Explicit kinetic heterogeneity: mechanistic models for interpretation of labeling data of heterogeneous cell populations
Vitaly V. Ganusov, Jose Borghans, Rob De Boer

TL;DR
This paper introduces a mechanistic model accounting for heterogeneity in cell turnover rates, improving interpretation of deuterium labeling data in lymphocyte proliferation studies.
Contribution
It extends existing models by explicitly incorporating kinetic heterogeneity, enabling more accurate analysis of cell population dynamics from labeling experiments.
Findings
The model reproduces known experimental observations.

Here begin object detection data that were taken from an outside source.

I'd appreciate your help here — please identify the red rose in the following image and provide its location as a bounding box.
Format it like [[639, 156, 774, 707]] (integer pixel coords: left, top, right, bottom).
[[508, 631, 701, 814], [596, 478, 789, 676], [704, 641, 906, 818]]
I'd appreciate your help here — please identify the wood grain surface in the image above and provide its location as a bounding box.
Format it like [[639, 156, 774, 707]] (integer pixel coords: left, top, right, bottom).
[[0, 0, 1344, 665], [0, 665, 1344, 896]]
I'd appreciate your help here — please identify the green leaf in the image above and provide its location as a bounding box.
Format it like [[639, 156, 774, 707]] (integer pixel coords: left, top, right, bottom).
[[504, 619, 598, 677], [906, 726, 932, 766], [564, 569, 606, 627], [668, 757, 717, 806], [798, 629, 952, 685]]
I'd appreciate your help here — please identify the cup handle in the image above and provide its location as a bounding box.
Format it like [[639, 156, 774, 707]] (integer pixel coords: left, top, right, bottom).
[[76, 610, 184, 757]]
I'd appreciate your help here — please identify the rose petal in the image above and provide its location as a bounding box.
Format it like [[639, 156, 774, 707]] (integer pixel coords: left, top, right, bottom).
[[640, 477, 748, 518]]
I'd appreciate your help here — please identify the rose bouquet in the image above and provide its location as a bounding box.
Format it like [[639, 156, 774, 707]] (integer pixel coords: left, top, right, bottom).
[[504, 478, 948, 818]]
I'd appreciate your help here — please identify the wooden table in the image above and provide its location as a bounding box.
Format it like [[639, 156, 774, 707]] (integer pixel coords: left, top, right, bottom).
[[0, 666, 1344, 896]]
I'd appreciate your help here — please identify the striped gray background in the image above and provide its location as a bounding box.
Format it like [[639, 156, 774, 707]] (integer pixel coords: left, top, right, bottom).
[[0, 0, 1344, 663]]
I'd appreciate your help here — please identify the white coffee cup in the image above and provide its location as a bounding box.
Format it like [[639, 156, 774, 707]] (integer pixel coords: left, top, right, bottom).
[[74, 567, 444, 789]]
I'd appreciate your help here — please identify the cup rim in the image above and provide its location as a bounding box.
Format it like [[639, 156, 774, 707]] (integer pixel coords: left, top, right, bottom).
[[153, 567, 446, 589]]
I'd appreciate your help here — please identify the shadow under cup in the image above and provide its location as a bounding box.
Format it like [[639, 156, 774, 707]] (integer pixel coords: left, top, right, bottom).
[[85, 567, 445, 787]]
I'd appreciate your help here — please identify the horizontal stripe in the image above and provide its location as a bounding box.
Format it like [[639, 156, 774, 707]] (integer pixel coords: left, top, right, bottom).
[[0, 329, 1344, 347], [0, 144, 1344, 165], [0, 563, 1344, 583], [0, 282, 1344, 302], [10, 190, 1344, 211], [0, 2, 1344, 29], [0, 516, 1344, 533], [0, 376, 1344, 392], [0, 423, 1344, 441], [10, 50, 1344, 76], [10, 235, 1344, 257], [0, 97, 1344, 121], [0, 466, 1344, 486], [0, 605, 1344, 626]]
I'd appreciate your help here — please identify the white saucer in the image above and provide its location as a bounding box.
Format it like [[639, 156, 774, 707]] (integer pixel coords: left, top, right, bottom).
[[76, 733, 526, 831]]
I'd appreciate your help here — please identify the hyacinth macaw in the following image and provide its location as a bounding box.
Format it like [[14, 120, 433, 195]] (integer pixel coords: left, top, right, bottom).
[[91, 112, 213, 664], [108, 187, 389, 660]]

It allows for non-exponential loss of labeled cells.
It can analyze data with variable labeling durations.
Abstract
Estimation of division and death rates of lymphocytes in different conditions is vital for quantitative understanding of the immune system. Deuterium, in the form of deuterated glucose or heavy water, can be used to measure rates of proliferation and death of lymphocytes in vivo. Inferring these rates from labeling and delabeling curves has been subject to considerable debate with different groups suggesting different mathematical models for that purpose. We show that the three models that are most commonly used are in fact mathematically identical and differ only in their interpretation of the estimated parameters. By extending these previous models, we here propose a more mechanistic approach for the analysis of data from deuterium labeling experiments. We construct a model of "kinetic heterogeneity" in which the total cell population consists of many sub-populations with different…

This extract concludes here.